From: Philippe Verdy (verdy_p@wanadoo.fr)
Date: Mon Aug 15 2005 - 16:42:24 CDT
From: "Gregg Reynolds" <unicode@arabink.com>
>> Out of Topic Note: did you notice the placement problem with the
>> COMBINING DOT BELOW in the Verdana font on Windows XP, as shown in my
>> previous message?
>>
> Yep. Verdana COMBINING DOT BELOW is definitely flakely. I looked in
> MSWord and Babelpad.
It's strange because I just noticed it today, and not before. It seems that
there's been an update in my new distribution of Windows, or on Windows
update, because in the past I could see this COMBINING DOT BELOW correctly
placed, and used it as a way to encode Latin-based African languages that
make lots of use of consonnants with dot below, and where the precombined
character is most often absent of fonts, not like the decomposed combining
dot below.
Now if I look into some pages I composed in the past, I see that all these
dots below consonnants appear shifted under the following letter (for
example vowels, or even the word-separating space that follows a dotted
word-final consonnant). So now these pages are broken in their text. I am
sure that I tested these pages in the past with Verdana, in addition to
Arial, Times and Courier New.
What is strange is that the Verdana font seems to correctly *center* the
combining dot below the following character, so that the horizontal position
of this dot depends on the width of the following character.

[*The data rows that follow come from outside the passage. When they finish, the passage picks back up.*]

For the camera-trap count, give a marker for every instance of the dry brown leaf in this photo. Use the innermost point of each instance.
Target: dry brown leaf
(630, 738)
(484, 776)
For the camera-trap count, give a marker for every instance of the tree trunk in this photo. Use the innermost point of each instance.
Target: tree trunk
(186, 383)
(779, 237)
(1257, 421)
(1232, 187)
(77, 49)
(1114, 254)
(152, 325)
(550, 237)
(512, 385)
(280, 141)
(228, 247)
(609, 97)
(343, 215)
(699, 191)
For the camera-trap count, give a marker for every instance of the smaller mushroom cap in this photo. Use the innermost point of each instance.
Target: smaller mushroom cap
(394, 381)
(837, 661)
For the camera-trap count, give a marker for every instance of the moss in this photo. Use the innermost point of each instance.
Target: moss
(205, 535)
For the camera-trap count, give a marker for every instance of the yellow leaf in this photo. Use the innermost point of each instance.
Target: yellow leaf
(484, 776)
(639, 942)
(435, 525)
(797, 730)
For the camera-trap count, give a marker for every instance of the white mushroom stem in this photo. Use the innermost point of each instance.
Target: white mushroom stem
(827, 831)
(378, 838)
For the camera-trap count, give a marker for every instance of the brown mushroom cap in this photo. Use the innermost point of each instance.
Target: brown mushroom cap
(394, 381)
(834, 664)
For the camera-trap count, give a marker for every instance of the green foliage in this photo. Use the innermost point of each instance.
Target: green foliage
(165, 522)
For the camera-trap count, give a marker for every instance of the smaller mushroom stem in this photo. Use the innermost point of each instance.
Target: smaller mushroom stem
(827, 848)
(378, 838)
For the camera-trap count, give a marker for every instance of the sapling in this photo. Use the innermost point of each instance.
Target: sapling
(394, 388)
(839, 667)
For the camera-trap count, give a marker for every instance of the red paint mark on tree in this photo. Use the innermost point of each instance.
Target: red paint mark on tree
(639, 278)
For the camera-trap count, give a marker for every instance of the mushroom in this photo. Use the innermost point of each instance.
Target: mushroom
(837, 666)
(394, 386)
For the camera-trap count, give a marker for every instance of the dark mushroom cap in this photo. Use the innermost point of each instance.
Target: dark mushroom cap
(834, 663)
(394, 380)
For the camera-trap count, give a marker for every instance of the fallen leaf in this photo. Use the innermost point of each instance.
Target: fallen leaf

For example if I code <h, dot below, o> or <h, dot below, i>, the dot
appears under the center of o or i, not under the left of o, and not under
the right of i or after it.
This means that the Verdana font was explicitly instructed to create a
ligature of this combining dot and a base letter. But the combination was
incorrectly encoded in the recent version, and the internal glyph
composition tables are broken there.
I think that Microsoft made changes in his Verdana font to support some
other languages and mixed this dot below with other combining dots below,
when it united its glyph with other characters (for example with the glyph
used for the Hebrew combining meteg point).
Such visual bug does not happen in Arial, Arial Unicode MS, Times New Roman,
Tahoma, and Courrier New.
If you read a plain-text email in Outlook or Outlook Express (and probably
other mail tools as well), the rendered text will be incorrect if you have
set up your mail reader with Verdana as the default font for the Latin
script (because it is more cumfortable to read than the default Arial font).
Unfortunately, Microsoft does not offer in Outlook or Outlook Express a way
to select temporarily the visual font used to render emails, when they are
in plain-text or when they do not specify a specific font. You have to set
and save new preferences, before reading such email. The only thing that
Microsoft and others proposes is to select an alternate encoding charset to
decode the message. Why not having in the same menu an option to set another
font to read the email (for example if the text appears unreadable because
the default font does not render some characters correctly or lacks glyphs
for them, selecting another font would solve the problem).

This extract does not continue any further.